While shopping yesterday I came across 10 kg bags of Zeolite for $6 so I picked up a bag on impulse (and knowing nothing about it). My initial thought was that I would use it as a mulch in troughs (which I don't have just yet, but have plans to try making some hypertufa ones soon - bought a giant sized bag of vermiculite as well).

After I got home I started reading about it. Am I correct in understanding that Zeolite actually holds moisture? Will it be better served as a soil additive for the troughs, rather than a mulch? If as a soil additive, how much would one use, say for a wheelbarrow full of soil mix?

Follow-Up Postings:

RE: Zeolite?

Zeolite is mostly a marketing item. Nothing wrong with it but I would buy 'sharp sand' if it's available at a cheaper price. I've been given bags of zeolite and see no difference from my plants grown in the same parts mixture of sharp sand.

This is personal preference but I don't like the look of zeolite in my troughs. It's a bit too artificial looking.

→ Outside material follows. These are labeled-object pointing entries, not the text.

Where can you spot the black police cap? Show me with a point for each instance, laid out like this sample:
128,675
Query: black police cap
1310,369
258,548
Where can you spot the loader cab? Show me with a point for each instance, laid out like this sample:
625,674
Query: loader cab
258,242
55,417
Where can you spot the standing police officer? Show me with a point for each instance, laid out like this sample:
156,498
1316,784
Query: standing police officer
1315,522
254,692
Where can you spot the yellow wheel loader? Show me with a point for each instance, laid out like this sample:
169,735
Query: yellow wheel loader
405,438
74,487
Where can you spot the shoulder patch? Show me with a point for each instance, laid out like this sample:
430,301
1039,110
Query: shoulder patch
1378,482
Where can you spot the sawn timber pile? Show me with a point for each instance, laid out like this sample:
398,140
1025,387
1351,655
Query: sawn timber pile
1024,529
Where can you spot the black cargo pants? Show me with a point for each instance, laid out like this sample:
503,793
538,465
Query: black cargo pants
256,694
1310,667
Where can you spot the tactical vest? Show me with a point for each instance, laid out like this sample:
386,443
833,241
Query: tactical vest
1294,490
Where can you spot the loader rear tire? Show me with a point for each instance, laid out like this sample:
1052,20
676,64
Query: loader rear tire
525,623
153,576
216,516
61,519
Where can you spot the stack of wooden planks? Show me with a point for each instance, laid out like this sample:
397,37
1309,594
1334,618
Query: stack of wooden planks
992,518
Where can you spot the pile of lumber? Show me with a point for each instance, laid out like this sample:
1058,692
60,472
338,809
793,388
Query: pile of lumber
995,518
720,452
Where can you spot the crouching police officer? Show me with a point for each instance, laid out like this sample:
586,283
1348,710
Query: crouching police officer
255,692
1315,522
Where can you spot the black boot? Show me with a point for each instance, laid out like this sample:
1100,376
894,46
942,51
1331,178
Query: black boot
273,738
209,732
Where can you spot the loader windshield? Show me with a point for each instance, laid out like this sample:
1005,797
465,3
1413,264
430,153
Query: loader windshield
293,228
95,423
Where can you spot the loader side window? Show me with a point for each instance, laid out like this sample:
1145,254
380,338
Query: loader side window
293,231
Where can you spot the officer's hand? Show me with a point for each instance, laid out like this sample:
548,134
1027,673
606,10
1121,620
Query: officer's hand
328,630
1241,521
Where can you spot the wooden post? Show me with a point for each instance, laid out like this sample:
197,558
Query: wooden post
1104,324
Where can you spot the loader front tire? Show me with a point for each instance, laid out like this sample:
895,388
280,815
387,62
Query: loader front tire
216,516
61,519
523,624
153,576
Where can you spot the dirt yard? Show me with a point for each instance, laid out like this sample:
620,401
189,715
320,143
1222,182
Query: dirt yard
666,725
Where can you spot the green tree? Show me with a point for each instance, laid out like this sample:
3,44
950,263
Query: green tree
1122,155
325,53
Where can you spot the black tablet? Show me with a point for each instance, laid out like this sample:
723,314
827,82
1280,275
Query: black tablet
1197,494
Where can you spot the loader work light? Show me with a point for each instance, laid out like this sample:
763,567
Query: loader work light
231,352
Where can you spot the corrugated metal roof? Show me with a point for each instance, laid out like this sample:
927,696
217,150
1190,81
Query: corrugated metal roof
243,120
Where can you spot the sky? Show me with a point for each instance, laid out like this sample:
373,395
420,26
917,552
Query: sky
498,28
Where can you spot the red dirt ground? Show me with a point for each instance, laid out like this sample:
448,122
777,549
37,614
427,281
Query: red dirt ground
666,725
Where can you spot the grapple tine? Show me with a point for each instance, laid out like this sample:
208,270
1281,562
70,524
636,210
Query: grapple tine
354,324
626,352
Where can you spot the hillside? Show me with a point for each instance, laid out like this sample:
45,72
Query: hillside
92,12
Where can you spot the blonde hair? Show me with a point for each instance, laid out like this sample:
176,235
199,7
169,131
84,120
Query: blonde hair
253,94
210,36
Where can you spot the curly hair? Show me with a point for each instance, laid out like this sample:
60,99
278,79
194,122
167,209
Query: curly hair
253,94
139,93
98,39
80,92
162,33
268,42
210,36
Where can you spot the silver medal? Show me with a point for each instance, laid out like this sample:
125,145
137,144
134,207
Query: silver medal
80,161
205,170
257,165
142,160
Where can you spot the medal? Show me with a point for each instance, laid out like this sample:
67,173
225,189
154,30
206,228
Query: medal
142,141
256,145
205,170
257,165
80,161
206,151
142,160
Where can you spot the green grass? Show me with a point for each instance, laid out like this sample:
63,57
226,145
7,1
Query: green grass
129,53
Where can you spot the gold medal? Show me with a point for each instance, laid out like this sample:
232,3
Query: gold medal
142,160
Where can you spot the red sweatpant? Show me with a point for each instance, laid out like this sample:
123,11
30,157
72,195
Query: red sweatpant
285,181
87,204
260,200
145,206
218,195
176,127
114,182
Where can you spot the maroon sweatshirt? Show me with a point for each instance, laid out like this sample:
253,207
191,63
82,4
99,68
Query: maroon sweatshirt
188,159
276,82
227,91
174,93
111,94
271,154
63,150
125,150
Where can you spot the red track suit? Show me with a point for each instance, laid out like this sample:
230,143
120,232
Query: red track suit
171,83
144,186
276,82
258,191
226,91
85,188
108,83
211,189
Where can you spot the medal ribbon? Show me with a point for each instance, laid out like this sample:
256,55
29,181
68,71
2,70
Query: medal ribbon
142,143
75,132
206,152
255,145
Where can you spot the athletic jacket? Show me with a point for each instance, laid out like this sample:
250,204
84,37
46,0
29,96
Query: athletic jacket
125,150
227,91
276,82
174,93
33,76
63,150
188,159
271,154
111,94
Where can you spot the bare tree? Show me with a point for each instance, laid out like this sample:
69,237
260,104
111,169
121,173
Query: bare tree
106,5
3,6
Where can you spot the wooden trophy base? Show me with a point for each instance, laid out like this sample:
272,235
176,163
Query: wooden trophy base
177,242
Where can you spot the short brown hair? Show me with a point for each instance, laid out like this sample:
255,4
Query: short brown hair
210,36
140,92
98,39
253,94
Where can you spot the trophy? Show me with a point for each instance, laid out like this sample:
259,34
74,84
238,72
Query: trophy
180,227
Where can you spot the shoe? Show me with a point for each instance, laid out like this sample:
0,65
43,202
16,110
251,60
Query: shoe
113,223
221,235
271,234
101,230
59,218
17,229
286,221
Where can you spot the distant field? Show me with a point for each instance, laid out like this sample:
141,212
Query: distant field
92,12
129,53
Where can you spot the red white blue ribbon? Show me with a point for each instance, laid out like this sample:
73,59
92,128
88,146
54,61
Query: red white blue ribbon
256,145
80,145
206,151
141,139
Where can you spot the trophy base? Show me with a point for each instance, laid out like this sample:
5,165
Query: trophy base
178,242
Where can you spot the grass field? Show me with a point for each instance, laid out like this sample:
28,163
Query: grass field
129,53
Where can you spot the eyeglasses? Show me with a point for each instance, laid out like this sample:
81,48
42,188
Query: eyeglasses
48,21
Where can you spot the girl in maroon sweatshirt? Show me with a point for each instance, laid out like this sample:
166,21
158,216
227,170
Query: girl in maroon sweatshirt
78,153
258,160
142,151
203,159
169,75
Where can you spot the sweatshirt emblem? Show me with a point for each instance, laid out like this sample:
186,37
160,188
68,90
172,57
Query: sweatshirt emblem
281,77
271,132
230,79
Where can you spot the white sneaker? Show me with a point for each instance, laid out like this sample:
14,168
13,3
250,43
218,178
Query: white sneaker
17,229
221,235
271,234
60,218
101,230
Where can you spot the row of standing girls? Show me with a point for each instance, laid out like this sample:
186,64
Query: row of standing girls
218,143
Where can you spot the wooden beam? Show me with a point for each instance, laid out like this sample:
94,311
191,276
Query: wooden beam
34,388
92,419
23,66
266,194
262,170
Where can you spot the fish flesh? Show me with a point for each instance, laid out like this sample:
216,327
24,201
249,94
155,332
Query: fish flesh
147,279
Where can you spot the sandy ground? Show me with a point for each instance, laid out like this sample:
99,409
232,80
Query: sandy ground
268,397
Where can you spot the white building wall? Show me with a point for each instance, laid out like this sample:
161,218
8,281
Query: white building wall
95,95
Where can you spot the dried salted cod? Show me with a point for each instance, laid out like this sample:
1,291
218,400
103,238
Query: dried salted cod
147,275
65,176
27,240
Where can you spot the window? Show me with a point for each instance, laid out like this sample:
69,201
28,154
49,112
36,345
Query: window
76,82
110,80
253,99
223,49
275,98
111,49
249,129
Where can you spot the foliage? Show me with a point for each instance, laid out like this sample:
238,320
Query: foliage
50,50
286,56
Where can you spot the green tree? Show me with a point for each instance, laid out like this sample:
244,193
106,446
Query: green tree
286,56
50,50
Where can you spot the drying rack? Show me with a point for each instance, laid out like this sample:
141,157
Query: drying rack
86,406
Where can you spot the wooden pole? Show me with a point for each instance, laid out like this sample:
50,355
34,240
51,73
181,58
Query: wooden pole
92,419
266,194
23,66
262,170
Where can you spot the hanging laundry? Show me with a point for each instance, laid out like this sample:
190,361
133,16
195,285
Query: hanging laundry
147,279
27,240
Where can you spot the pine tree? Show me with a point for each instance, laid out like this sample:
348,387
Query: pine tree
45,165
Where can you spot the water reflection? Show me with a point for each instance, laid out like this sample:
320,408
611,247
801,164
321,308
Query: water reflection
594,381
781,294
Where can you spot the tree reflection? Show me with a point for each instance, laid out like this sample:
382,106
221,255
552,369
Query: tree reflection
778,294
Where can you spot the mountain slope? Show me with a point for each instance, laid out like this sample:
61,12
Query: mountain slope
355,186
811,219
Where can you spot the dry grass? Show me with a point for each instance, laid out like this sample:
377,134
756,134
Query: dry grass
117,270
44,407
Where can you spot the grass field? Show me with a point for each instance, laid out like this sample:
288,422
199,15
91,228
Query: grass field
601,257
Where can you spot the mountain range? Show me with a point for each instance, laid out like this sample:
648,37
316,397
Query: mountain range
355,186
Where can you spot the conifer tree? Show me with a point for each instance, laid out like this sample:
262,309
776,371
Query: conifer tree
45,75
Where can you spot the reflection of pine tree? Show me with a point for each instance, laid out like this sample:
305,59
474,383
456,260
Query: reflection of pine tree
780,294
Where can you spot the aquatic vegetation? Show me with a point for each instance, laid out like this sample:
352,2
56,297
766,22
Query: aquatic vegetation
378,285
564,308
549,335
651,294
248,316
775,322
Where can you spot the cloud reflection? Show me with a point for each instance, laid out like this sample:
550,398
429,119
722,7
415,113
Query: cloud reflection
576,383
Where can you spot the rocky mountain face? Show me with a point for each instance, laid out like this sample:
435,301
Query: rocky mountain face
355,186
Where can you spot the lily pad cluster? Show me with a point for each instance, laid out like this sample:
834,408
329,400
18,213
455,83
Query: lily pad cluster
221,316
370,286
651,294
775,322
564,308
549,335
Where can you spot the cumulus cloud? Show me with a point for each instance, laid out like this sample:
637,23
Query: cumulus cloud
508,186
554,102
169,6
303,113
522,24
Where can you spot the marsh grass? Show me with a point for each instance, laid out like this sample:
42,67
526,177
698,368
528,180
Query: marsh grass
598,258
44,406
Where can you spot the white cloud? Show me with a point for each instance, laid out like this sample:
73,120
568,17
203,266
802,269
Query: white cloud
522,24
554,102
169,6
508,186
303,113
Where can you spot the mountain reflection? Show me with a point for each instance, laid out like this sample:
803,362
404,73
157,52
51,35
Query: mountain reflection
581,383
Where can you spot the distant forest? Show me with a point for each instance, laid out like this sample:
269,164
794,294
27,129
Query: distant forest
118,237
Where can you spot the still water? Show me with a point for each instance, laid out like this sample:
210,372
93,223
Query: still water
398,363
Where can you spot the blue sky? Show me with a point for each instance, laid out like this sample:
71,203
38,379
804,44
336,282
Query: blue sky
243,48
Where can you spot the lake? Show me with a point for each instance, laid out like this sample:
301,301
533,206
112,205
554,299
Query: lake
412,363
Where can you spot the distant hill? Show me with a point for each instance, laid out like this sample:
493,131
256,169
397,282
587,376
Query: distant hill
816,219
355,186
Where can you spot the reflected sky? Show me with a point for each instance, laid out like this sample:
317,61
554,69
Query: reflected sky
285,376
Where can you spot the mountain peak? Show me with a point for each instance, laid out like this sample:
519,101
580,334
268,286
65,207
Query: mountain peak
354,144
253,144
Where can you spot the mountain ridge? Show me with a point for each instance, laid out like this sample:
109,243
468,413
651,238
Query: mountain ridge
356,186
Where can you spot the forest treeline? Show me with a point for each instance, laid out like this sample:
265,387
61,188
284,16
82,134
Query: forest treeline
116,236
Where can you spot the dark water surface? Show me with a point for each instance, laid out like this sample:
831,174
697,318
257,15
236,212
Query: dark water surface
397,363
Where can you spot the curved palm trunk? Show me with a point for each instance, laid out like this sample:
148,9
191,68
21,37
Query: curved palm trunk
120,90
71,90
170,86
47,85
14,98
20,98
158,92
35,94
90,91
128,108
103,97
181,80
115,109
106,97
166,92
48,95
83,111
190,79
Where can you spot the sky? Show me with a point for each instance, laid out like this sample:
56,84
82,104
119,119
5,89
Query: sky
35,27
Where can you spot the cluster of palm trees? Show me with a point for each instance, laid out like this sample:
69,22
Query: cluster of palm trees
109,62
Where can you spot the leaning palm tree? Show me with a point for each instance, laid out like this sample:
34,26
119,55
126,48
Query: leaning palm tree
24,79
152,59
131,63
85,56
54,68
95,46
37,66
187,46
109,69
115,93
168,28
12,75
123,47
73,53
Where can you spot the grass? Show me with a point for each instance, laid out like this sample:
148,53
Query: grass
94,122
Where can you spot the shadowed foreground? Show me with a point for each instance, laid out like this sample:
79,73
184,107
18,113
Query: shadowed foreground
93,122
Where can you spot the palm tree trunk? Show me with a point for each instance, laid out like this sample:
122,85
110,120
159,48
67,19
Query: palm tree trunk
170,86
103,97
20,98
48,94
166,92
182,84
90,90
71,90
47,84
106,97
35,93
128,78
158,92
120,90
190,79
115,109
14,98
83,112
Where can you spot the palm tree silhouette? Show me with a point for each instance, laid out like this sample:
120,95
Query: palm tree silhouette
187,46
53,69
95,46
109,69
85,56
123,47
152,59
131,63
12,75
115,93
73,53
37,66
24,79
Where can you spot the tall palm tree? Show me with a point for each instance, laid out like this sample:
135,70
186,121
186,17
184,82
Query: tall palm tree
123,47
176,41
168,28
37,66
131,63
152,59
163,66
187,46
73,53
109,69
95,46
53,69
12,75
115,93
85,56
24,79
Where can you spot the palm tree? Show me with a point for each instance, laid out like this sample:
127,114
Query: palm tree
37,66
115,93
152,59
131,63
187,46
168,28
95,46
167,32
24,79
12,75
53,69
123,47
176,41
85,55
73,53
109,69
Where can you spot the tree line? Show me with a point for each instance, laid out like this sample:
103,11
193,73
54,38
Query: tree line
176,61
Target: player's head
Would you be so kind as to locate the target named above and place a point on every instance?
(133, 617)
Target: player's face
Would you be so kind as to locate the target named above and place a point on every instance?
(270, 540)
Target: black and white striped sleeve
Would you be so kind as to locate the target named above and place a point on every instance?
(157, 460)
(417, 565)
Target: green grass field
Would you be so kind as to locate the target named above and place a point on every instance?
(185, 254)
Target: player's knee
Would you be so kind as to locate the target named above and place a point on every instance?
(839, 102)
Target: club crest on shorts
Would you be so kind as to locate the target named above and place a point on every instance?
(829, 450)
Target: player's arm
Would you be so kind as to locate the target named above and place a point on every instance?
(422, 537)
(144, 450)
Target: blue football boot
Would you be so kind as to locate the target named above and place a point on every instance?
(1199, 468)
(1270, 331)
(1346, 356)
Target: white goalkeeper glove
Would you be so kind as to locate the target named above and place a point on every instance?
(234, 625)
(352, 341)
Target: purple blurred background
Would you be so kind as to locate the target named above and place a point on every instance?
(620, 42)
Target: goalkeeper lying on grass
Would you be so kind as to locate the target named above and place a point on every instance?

As stated I don't have any problems with zeolite. I just don't find any benefits over sand.

RE: Zeolite?

Zeolite as a potting Media

Looks like an old threat here. Quickly, blend in about 15% into soil or potting media by weight. Natural zeolite holds between 20 -35% moisture by weight.
Has a high cation exchange capacity or in other words a high nutrient holding capacity which it will exchange back to plants. The benefit here is as a holder of fertiliser and reduces nutrient leaching.
It is not a fertiliser and should be considered empty of nutrient. Some sources of natural zeolite are hard and can substitute for sand and other a soft and chalky where you will still need sand for texture. Colours range from white, pale salmon pink and pale green depending on original ore deposit.

RE: Zeolite?

hmmmm, there are some interesting reports using zeolite in phyto-remediation projects - still in infancy but also using it to counteract syndromes such as rose replant sickness. A fascinating substance.